The struggling economy has caused college endowments nationwide to take a hit.
The average return from college endowments dropped 3 percent in the fiscal year ending June 30, according to an article in The Chronicle of Higher Education. Returns dropped an estimated 22.5 percent in the five months after that, the Chronicle reported.
Also contributing to Wesleyan’s revenue decline is the conclusion of a $1.8 million federal grant that provided $365,000 in funding for each of the past five years, according to the college.
In addition, enrollment is expected to take a slight dip. About 700 students were enrolled at Wesleyan in fall 2007, and there were about 730 students in fall 2008. But the college anticipates 692 students to enroll this fall, said Susan Welsh, Wesleyan’s director of communications.

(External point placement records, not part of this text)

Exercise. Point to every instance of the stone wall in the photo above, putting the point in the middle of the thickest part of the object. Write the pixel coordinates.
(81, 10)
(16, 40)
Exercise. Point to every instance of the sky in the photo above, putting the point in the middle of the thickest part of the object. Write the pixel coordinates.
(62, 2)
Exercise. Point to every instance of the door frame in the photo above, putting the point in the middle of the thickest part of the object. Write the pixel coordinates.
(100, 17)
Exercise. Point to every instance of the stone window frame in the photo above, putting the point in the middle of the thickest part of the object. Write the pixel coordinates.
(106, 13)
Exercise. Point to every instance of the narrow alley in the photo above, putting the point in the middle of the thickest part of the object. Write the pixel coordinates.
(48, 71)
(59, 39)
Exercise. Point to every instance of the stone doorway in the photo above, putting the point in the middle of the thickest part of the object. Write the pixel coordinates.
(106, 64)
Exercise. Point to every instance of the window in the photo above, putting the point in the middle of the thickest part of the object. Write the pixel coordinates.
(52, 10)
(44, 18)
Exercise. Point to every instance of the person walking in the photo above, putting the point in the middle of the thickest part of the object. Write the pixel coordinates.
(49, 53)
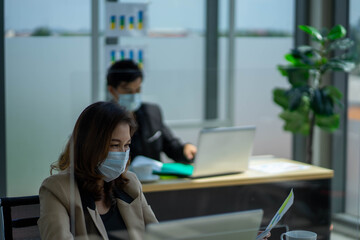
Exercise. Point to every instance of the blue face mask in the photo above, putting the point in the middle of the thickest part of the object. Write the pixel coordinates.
(114, 165)
(131, 102)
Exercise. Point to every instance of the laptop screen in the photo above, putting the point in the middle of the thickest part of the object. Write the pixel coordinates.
(224, 150)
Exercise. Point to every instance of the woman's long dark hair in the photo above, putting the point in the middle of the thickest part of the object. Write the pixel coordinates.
(89, 145)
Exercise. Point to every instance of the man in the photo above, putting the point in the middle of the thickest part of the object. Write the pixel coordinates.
(124, 80)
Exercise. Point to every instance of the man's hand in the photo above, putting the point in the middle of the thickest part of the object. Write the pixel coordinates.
(189, 151)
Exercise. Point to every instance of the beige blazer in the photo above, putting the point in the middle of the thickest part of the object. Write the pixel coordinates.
(54, 221)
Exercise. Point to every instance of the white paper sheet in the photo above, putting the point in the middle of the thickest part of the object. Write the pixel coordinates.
(278, 167)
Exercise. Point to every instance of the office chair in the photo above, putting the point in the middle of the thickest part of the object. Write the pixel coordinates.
(20, 215)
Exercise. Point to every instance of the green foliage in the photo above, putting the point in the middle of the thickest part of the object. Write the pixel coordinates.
(308, 101)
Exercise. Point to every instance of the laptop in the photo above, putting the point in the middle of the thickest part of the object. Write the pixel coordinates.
(222, 151)
(242, 225)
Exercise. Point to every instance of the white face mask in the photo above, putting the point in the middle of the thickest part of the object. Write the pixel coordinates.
(131, 102)
(114, 165)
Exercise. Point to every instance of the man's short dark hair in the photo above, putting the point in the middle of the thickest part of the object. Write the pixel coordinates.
(123, 71)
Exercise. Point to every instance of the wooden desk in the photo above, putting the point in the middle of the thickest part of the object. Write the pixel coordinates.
(182, 198)
(248, 177)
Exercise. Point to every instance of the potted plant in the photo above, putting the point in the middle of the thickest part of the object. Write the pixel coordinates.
(309, 101)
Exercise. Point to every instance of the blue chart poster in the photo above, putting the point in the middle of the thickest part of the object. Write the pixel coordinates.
(126, 19)
(116, 52)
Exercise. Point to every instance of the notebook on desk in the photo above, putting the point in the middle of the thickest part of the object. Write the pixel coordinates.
(221, 151)
(242, 225)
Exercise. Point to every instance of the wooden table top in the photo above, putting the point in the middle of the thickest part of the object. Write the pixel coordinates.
(260, 171)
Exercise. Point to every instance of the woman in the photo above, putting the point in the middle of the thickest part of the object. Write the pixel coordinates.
(107, 198)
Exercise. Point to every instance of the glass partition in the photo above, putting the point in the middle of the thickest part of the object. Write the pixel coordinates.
(47, 85)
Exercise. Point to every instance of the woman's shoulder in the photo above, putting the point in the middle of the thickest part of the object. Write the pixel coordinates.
(56, 180)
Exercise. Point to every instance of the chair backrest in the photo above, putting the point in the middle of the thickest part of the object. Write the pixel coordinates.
(20, 215)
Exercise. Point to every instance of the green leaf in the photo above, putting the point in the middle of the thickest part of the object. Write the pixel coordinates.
(291, 58)
(298, 77)
(312, 31)
(328, 123)
(282, 70)
(334, 94)
(321, 103)
(280, 97)
(296, 122)
(336, 32)
(295, 96)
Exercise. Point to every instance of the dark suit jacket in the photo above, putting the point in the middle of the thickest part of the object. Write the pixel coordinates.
(154, 137)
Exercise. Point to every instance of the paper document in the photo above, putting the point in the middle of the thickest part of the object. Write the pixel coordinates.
(279, 214)
(278, 167)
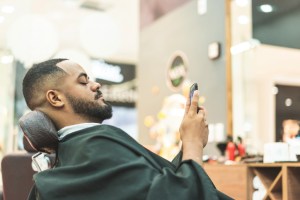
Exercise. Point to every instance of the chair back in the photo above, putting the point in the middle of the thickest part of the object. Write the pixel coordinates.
(17, 175)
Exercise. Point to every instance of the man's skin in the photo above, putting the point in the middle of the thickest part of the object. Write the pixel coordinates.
(55, 103)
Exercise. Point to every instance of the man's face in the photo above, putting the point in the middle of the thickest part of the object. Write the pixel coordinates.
(84, 96)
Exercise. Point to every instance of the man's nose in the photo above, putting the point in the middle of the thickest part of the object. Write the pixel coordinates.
(95, 86)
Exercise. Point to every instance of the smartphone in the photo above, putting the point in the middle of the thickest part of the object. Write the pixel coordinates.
(40, 162)
(192, 89)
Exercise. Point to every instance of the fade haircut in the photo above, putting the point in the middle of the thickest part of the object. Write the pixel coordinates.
(37, 77)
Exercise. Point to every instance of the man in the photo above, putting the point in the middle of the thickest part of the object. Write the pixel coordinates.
(97, 161)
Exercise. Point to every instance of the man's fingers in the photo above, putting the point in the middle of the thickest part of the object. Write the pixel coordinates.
(194, 102)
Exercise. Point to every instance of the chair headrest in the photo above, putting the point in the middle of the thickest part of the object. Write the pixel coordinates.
(39, 131)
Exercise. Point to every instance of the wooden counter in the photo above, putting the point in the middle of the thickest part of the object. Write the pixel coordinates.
(281, 180)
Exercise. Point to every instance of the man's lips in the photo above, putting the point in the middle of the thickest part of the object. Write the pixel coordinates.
(98, 95)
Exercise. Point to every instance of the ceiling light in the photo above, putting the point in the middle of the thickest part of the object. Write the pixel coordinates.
(266, 8)
(243, 19)
(8, 9)
(7, 59)
(2, 19)
(242, 3)
(275, 90)
(288, 102)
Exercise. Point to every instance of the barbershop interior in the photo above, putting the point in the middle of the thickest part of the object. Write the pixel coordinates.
(243, 54)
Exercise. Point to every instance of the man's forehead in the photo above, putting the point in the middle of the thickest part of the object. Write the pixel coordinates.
(70, 67)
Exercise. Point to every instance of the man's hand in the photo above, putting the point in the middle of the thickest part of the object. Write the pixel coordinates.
(193, 130)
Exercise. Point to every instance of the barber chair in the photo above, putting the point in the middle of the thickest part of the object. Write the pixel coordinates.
(17, 168)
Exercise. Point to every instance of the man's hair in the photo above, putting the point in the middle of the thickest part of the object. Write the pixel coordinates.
(36, 79)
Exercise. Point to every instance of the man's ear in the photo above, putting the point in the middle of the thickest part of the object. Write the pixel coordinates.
(54, 98)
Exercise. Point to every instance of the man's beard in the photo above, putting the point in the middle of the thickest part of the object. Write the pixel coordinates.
(90, 109)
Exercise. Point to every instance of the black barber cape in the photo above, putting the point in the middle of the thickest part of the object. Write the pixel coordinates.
(104, 162)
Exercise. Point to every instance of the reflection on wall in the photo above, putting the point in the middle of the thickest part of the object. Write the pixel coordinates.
(118, 82)
(278, 27)
(6, 102)
(287, 112)
(255, 73)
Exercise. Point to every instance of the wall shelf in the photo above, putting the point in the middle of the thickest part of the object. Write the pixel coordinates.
(280, 180)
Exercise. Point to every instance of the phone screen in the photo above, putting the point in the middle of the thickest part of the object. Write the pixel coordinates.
(192, 89)
(41, 162)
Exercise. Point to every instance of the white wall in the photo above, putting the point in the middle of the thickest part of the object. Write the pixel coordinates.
(255, 73)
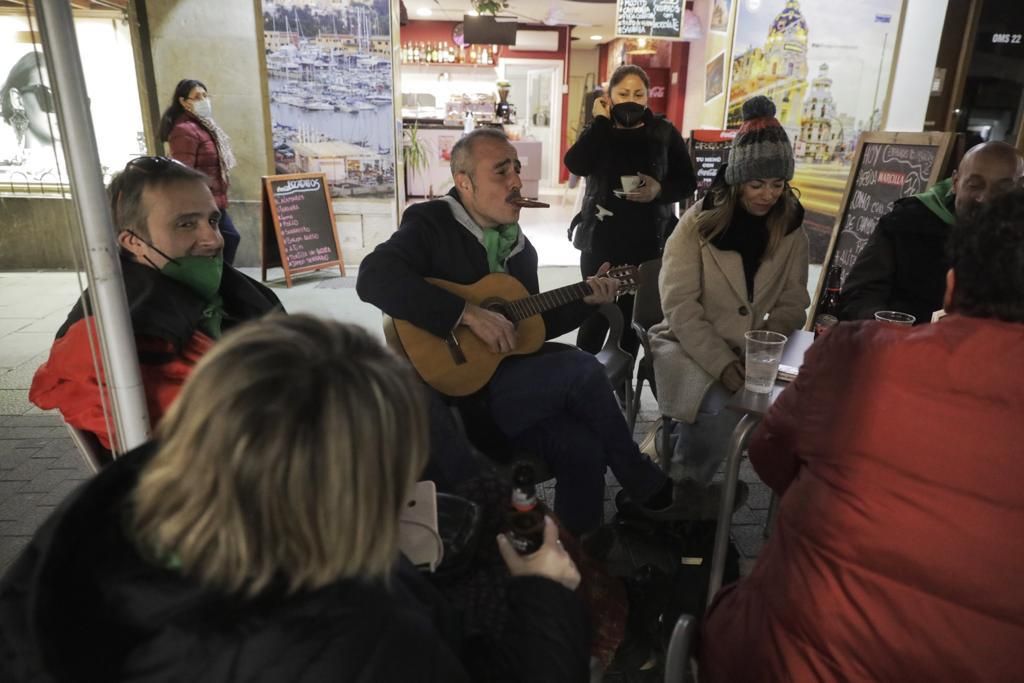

Projections are based on retention rates and the number of students who already have put down deposits.
“It’s really early for us to have a good feel for that kind of thing,” Welsh said.
Faculty and staff pay is planned to be restored as more students enroll, Maier said.
Until then, full-time faculty and staff who make more than $30,000 face a 5 percent pay cut.
The college’s retirement plan contribution also will decrease from 10 percent to 5 percent, Maier said.
Members of the president’s cabinet will see their retirement plan contribution reduced from 10 percent to 1 percent, he said.
The pay cuts and retirement contributions are planned to be restored on an incremental basis and could occur as early as September.
For the cuts to be fully restored, enrollment would have to exceed the projected figure by 22 students, Maier said.